Happy with kaunjika sales

It is 3 pm at Champhoyo Trading Centre in Traditional Authority Nthondo in Ntchisi North East.

The marketplace has been deserted due to the afternoon heat. Other traders have temporarily abandoned their merchandise for lunch. Buyers and wannabes have also relocated to their homes, ready to come again at the fall of the sun.

While the hustle-bustle of the market has relented, a young woman stands resiliently besides her merchandise—second-hand clothes. She has endured the sweltering heat for hours now. Tiyamike Boniface is her name.

Every time and again she steals a glance at the small heap of kaunjika clothes on the ground.

“For the past few days, the heap of clothes was so huge. I have sold many clothes and I will order a new bale tomorrow,” she says.

The 20-year-old from Bzyobvyo village in the area learned business management with Creative Centre for Community Mobilisation (CRECCOM). The organization was implementing a Youth In Action (YIA) project in the district. Boniface joined the programme in in 2015.

At the end of the project, she received K50 000. She bought three goats. She sold them. For close to five months, she was into goat selling.

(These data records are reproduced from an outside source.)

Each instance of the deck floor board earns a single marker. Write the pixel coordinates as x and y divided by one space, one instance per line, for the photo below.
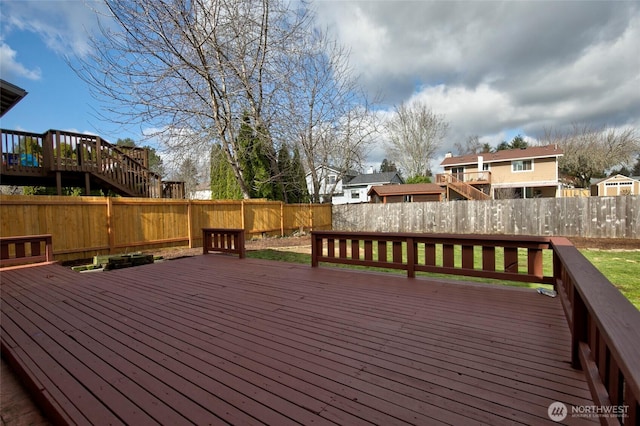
217 340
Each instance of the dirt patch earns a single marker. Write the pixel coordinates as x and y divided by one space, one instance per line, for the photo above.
606 243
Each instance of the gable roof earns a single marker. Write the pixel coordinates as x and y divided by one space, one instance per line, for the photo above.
406 189
505 155
615 177
10 95
372 178
336 170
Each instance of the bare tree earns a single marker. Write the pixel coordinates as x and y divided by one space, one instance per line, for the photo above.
329 115
589 152
415 133
195 67
472 145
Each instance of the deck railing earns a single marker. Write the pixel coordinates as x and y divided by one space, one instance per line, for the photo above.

Later the mother of two changed business—she started selling tomatoes and other vegetables.

Through the course of her business adventures, Boniface, who is not married, has been able to support her two children. “I also built a house using money from the business.”

About the lessons from CRECCOM, the young woman says she learned to persevere life adversities to prosper. “That is why I endure the heat to sell my merchandise because if I leave, I can miss that one customer,” she says.

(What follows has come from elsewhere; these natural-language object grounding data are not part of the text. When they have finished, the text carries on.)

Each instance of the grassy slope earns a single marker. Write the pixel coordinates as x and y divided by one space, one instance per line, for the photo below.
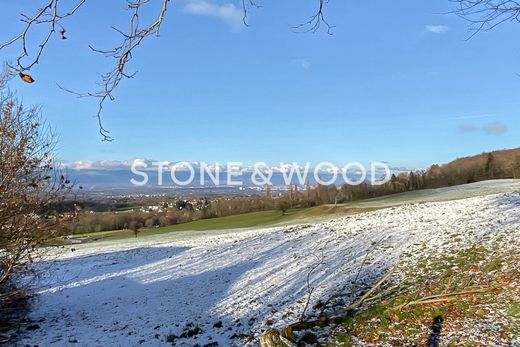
246 220
488 316
269 218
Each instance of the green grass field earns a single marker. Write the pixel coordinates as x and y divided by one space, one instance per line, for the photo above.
241 221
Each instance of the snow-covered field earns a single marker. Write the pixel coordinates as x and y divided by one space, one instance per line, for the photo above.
226 289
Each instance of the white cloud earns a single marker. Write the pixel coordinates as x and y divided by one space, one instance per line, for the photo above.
495 129
227 12
437 29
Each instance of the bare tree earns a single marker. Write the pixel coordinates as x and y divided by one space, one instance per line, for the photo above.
29 185
484 15
49 21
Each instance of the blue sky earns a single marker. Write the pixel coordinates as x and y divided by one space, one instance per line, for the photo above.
397 82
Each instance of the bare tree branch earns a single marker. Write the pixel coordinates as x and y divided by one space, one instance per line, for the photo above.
485 15
315 21
48 21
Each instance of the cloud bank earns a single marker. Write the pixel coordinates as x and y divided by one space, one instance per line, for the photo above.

CRECCOM implemented the project with support from MasterCard Foundation (Canada) through Save the Children between 2012 and 2017 in T/As Chilooko,

Malenga, Chikho, Nthondo and Kasakura in the district.

The programme was expected to reach 39 850 direct beneficiaries over six years. By March 2018 the programme had reached 43 792 youths in 5 countries namely Malawi, Burkina Faso, Egypt, Ethiopia and Uganda . From this figure, 40 593 youths completed the learning phase and 36 314 youths graduated from the full programme .In Malawi the project targeted four districts including Mchinji, Kasungu, Ntchisi and Rumphi.

As Boniface is waiting for customers, Sarah Chiphambo at Nthondo Trading Centre is plaiting hair of a customer in her salon.

The 24-year-old young woman from Makhetchemu Village in the area dropped out in Standard Four but YIA taught her business management. Like Boniface, she joined the programme in 2015.

At the end, she received K50 000. She too, was into goat selling until she decided to change careers. With the money she earned from goat sales, she learned hairdressing.

She is now running a salon. The business supports her. In 2016 she married, but she later walked away from the marriage due to gender-based violence.

“That is why I thank YIA because if I was not empowered, I would still be in marriage. But I am economically independent and do not need an abusive husband,” she says.

While Chiphambo has found a career in hairdressing, another YIA trained young woman is Flora Nduwa, 25, from Nthondo Village. She also joined YIA programme in 2015.

Nduwa went to Mikolongwe Dapp Training College in Chiradzulu where she graduated in agribusiness in 2016.

“I received a sprayer and fertilisers as starter-pack tools. So, I grew vegetables. After the sales, I invested again in farming. Up to now, farming is my career,” she says.

Like her two colleagues, Nduwa is supporting herself from farming.